The AI Assessment Scale, revisited proposes five levels of AI integration from No AI through AI Exploration. It is a granular alternative to a binary lane. AIAS gives a level-by-level vocabulary for the question what cognitive rep is this task producing? Each homework task gets a level label on the assignment sheet — students know what AI use is in scope before they start, and teachers know what they are asking students to practice. Here is what the five levels could look like in an A-Level Econ class:

Level 1, No AI. The May exam is already a Level 1 by structure. So is a short in-class written or MCQ check at the start of the lesson.
Level 2, AI-Assisted Planning. A homework where students use AI to brainstorm essay angles. They come to class and debate without AI on a unified outline that ranks, rejects, and synthesizes what the AI offered.
Level 3, AI-Assisted Task Completion. A practice essay where AI co-drafts. The student then critiques and revises the AI draft, flagging where the AI got the Econ wrong or generic. The student is assessed on the quality of improvement they can make.
Level 4, Full AI. A case-study analysis where students use AI to summarize market data and then make and defend the Econ judgments, then use an AI to make a slide deck they then present on.
Level 5, AI Exploration.

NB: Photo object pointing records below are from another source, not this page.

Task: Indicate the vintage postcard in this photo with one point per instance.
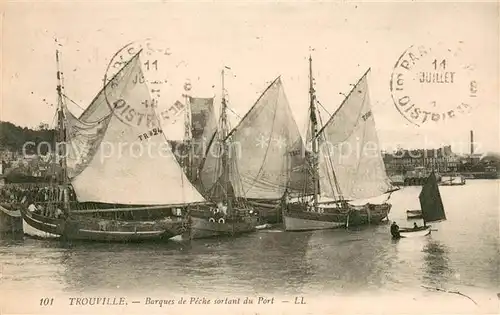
(253, 157)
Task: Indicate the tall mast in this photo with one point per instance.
(314, 130)
(187, 163)
(61, 133)
(225, 164)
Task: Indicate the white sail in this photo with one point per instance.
(127, 167)
(350, 150)
(260, 148)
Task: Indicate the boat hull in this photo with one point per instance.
(410, 233)
(413, 214)
(295, 223)
(269, 210)
(298, 218)
(85, 228)
(201, 227)
(10, 220)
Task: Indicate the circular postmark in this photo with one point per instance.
(433, 84)
(147, 84)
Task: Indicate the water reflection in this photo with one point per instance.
(347, 261)
(260, 263)
(437, 270)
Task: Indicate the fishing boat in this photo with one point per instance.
(115, 196)
(267, 136)
(414, 214)
(10, 219)
(347, 188)
(452, 181)
(221, 184)
(432, 209)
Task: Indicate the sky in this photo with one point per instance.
(258, 41)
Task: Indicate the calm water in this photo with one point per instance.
(462, 255)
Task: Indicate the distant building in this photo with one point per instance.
(401, 161)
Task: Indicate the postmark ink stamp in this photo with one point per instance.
(146, 85)
(433, 84)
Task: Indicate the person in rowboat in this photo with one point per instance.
(395, 230)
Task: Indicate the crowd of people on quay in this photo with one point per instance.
(33, 193)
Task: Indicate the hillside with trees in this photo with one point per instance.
(12, 137)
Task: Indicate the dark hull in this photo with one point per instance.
(297, 218)
(269, 210)
(87, 228)
(10, 220)
(205, 224)
(413, 214)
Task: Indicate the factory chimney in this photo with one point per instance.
(471, 142)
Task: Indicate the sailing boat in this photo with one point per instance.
(347, 182)
(118, 199)
(233, 215)
(267, 138)
(432, 208)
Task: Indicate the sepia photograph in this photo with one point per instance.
(249, 157)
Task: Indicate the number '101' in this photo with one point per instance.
(46, 301)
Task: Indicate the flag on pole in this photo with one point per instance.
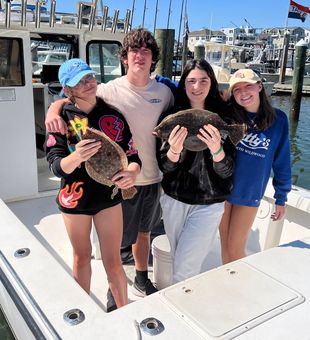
(297, 11)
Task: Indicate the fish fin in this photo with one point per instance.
(114, 192)
(129, 193)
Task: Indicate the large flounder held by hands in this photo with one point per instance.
(193, 120)
(107, 162)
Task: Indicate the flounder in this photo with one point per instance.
(108, 161)
(193, 120)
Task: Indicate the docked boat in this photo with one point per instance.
(219, 55)
(264, 296)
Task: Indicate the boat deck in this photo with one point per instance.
(47, 226)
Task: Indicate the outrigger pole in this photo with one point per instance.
(155, 18)
(178, 44)
(144, 9)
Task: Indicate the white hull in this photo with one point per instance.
(42, 281)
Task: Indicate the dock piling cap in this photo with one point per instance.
(301, 42)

AI is used in novel ways to solve a problem, such as designing an AI workflow that writes economics essays, or building an AI grader that can accurately grade essays.

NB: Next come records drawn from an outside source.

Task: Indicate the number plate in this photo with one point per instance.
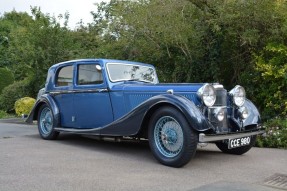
(239, 142)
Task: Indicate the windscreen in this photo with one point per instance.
(129, 72)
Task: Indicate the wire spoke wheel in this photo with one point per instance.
(46, 120)
(172, 141)
(46, 123)
(168, 136)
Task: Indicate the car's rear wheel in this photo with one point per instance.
(223, 146)
(46, 124)
(171, 139)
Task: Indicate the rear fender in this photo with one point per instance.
(44, 99)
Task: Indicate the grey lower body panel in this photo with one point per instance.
(203, 138)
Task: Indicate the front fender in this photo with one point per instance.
(137, 120)
(191, 112)
(44, 99)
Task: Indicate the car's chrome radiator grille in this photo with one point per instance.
(221, 95)
(221, 102)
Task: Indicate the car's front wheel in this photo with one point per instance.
(46, 124)
(171, 139)
(223, 146)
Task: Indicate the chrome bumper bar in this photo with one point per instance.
(203, 138)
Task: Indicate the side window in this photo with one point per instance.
(89, 74)
(65, 76)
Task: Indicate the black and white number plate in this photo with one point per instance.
(238, 142)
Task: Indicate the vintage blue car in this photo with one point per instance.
(122, 99)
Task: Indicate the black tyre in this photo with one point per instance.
(46, 126)
(171, 139)
(223, 146)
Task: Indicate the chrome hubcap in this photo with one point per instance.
(46, 121)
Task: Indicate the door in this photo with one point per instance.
(63, 94)
(92, 105)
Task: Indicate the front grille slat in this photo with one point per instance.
(221, 101)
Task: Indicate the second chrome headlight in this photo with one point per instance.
(207, 94)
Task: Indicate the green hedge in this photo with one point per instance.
(11, 94)
(6, 78)
(24, 105)
(276, 134)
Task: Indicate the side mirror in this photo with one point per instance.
(98, 67)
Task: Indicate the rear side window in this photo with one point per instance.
(65, 76)
(89, 74)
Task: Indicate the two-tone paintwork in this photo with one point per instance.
(124, 108)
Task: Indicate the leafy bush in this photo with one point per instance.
(24, 105)
(271, 82)
(3, 114)
(12, 93)
(6, 78)
(276, 134)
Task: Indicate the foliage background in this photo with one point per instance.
(227, 41)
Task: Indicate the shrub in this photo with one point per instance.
(271, 83)
(276, 134)
(3, 114)
(24, 105)
(6, 78)
(11, 94)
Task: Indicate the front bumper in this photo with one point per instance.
(203, 138)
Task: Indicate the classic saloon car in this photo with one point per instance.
(124, 99)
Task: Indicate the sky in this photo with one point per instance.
(78, 9)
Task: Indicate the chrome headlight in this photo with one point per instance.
(207, 94)
(238, 95)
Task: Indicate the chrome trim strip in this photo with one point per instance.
(203, 138)
(78, 91)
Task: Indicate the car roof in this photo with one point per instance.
(102, 61)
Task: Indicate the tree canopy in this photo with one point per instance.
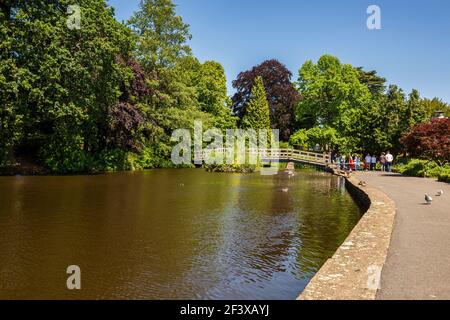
(280, 91)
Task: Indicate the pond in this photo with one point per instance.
(170, 234)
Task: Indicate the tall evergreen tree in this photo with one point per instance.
(257, 115)
(162, 34)
(281, 95)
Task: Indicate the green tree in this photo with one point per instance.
(61, 81)
(162, 34)
(373, 82)
(415, 112)
(257, 114)
(211, 86)
(334, 97)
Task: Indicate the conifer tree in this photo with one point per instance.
(257, 113)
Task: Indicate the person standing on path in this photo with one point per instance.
(383, 162)
(389, 161)
(368, 161)
(373, 161)
(358, 163)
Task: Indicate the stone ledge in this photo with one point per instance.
(354, 272)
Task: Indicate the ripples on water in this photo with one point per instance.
(169, 234)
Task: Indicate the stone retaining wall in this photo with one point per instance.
(354, 272)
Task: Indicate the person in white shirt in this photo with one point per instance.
(373, 165)
(389, 161)
(368, 161)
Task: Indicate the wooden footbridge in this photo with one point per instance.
(275, 155)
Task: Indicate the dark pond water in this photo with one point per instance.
(169, 234)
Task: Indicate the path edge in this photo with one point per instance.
(354, 271)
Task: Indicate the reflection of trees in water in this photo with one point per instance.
(328, 215)
(172, 234)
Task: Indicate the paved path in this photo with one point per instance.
(418, 263)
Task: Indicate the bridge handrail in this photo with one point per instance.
(282, 154)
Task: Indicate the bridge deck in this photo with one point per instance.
(272, 155)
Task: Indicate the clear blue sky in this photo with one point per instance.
(412, 49)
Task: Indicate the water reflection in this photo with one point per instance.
(169, 234)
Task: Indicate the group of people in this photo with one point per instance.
(369, 163)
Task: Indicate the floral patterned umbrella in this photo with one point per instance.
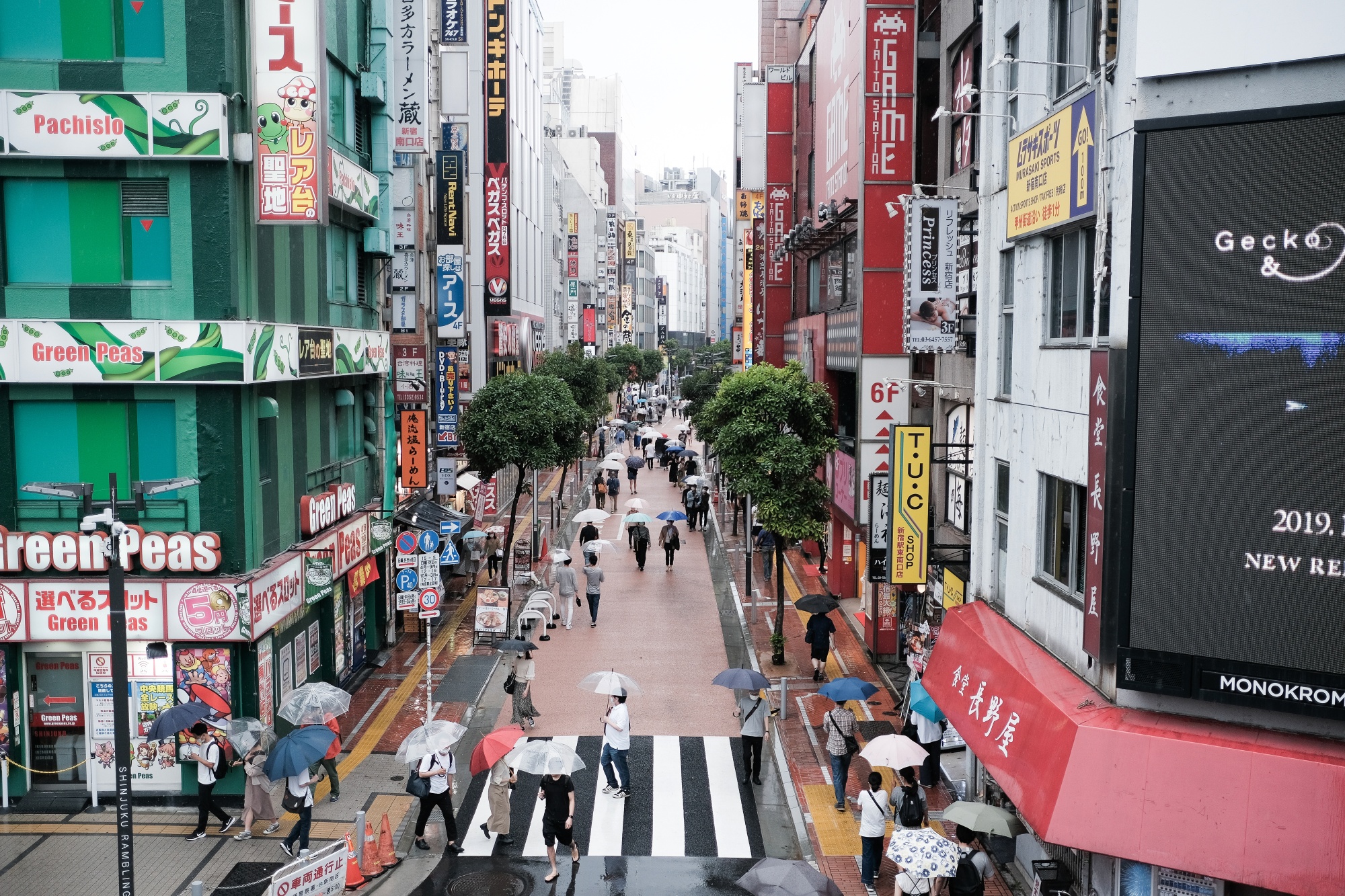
(923, 852)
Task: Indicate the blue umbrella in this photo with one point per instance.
(923, 702)
(298, 749)
(844, 689)
(176, 719)
(742, 680)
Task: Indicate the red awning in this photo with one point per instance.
(1239, 803)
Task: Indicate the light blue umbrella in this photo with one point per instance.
(844, 689)
(923, 702)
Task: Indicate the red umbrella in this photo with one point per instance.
(494, 745)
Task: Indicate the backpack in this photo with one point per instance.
(968, 880)
(910, 813)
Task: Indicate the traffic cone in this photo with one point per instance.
(385, 844)
(372, 866)
(354, 880)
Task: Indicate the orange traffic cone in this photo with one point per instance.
(371, 866)
(385, 844)
(354, 880)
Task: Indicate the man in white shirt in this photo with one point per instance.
(209, 767)
(617, 740)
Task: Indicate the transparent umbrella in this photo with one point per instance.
(545, 758)
(245, 732)
(430, 739)
(311, 704)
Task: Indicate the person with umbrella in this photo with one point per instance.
(525, 670)
(439, 768)
(210, 764)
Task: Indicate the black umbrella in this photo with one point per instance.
(176, 719)
(817, 603)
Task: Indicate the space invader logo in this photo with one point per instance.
(890, 24)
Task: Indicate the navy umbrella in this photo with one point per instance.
(298, 749)
(176, 719)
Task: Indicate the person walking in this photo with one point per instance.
(500, 784)
(670, 540)
(753, 717)
(641, 541)
(594, 591)
(839, 727)
(209, 767)
(525, 670)
(766, 546)
(617, 741)
(558, 798)
(874, 826)
(820, 634)
(298, 788)
(568, 587)
(439, 768)
(494, 555)
(329, 760)
(258, 802)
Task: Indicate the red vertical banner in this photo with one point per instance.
(497, 193)
(1098, 396)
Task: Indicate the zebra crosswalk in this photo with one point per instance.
(687, 799)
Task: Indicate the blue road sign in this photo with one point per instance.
(450, 557)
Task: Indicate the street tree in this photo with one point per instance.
(771, 428)
(523, 421)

A related practical move is an appendix-disclosure: every assignment ends with a one-paragraph appendix naming what AI was used for and where the student chose not to use it. It takes ten minutes, and builds a culture of acceptance and trust around AI use.

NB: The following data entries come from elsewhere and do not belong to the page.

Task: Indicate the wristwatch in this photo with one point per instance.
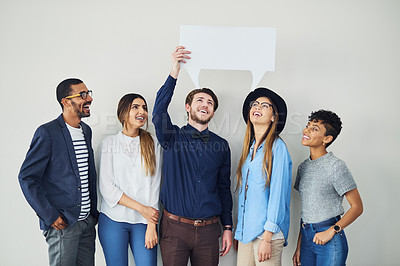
(337, 228)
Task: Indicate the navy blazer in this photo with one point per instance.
(49, 176)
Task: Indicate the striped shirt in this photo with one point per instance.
(82, 155)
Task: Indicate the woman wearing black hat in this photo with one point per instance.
(264, 177)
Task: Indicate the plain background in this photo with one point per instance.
(339, 55)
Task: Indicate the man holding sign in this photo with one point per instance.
(196, 188)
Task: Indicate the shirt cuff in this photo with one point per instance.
(271, 227)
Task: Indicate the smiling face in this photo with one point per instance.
(261, 111)
(81, 107)
(137, 115)
(314, 135)
(201, 110)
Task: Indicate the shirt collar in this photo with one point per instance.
(189, 129)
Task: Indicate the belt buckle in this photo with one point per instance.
(198, 222)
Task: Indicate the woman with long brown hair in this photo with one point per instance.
(264, 178)
(129, 181)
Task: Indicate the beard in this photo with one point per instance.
(195, 118)
(78, 111)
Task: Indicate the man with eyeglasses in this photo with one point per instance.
(58, 179)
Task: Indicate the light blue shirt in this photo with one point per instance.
(265, 208)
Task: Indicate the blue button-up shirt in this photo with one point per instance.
(196, 174)
(265, 208)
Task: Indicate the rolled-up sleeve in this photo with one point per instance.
(280, 189)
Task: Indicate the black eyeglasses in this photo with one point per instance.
(83, 95)
(264, 105)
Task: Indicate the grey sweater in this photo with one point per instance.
(322, 184)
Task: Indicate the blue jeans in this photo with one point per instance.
(115, 237)
(333, 253)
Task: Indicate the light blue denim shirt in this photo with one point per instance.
(265, 208)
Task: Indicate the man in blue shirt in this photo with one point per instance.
(196, 168)
(58, 179)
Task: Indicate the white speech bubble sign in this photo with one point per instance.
(229, 48)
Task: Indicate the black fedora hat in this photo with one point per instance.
(275, 98)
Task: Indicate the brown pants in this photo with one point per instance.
(248, 253)
(180, 241)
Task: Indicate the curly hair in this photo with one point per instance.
(330, 120)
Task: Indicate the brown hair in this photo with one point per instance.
(146, 141)
(269, 136)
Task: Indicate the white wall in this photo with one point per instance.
(341, 55)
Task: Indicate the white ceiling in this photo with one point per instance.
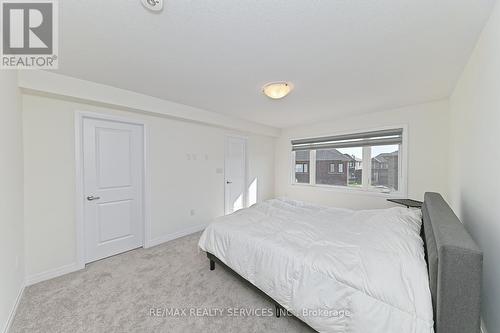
(343, 56)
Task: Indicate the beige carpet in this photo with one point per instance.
(117, 294)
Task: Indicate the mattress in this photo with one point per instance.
(337, 270)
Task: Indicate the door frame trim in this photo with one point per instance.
(245, 183)
(79, 183)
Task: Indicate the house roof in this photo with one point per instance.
(385, 156)
(323, 155)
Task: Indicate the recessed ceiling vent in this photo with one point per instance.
(154, 5)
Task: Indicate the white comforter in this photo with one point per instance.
(337, 270)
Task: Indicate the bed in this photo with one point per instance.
(356, 271)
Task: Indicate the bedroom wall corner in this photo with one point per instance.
(11, 199)
(475, 131)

Dawson again: the design-first principle does extra work here. Let's say you assign a homework quiz at the start of the next class and students do the reading at home knowing the in-class check is coming. The incentive is structural, and AI use is inherently discouraged unless it enhances learning.

Questions worth asking your department

For each task we assign, what cognitive rep is it producing? Where does the learning happen?
How does AI remove or change the friction that used to produce that rep? What could introduce new friction?
Where in the week is the teacher's irreplaceable role actually deployed — and what gets cut to make room for it?

Closing

I am just beginning to realize how much of this I do not have figured out. The students I see are the students I see. Your class will look different. The directions above are what I am working through, not what I am sure of.

Tell me what you think.

A note on method: this issue was produced through the co-creation workflow I'm advocating. The idea, the angle, the practitioner observations, the curated sources, and the final wording are mine. An AI assistant calibrated to my voice (through a guide of phrases I've approved and rejected) did the research legwork on sources I selected and drafted from an outline we agreed on.

References

Curtis, G. J. The two-lane road to hell is paved with good intentions. Higher Education Research & Development. 2025.
Perkins, M., Roe, J., & Furze, L. The AI Assessment Scale Revisited: A Framework for Educational Assessment. arXiv preprint. 2024.
Sidoti, O., Park, E., & Gottfried, J. About a quarter of U.S. teens have used ChatGPT for schoolwork — double the share in 2023. Pew Research Center. 2025.
Dawson, P., Bearman, M., Dollinger, M., & Boud, D. Validity matters more than cheating. Assessment & Evaluation in Higher Education, 49(7), 1005–1016. 2024.
Liu, D., & Bridgeman, A. Frequently asked questions about the two-lane approach to assessment in the age of AI. Teaching@Sydney, University of Sydney. 2024.
Cambridge Assessment International Education. The use of generative AI in coursework. Cambridge Exams Officers' Guide, Phase 3. n.d.
Eaton, S. E. 6 Tenets of Postplagiarism: Writing in the Age of Artificial Intelligence. Learning, Teaching and Leadership. 2023.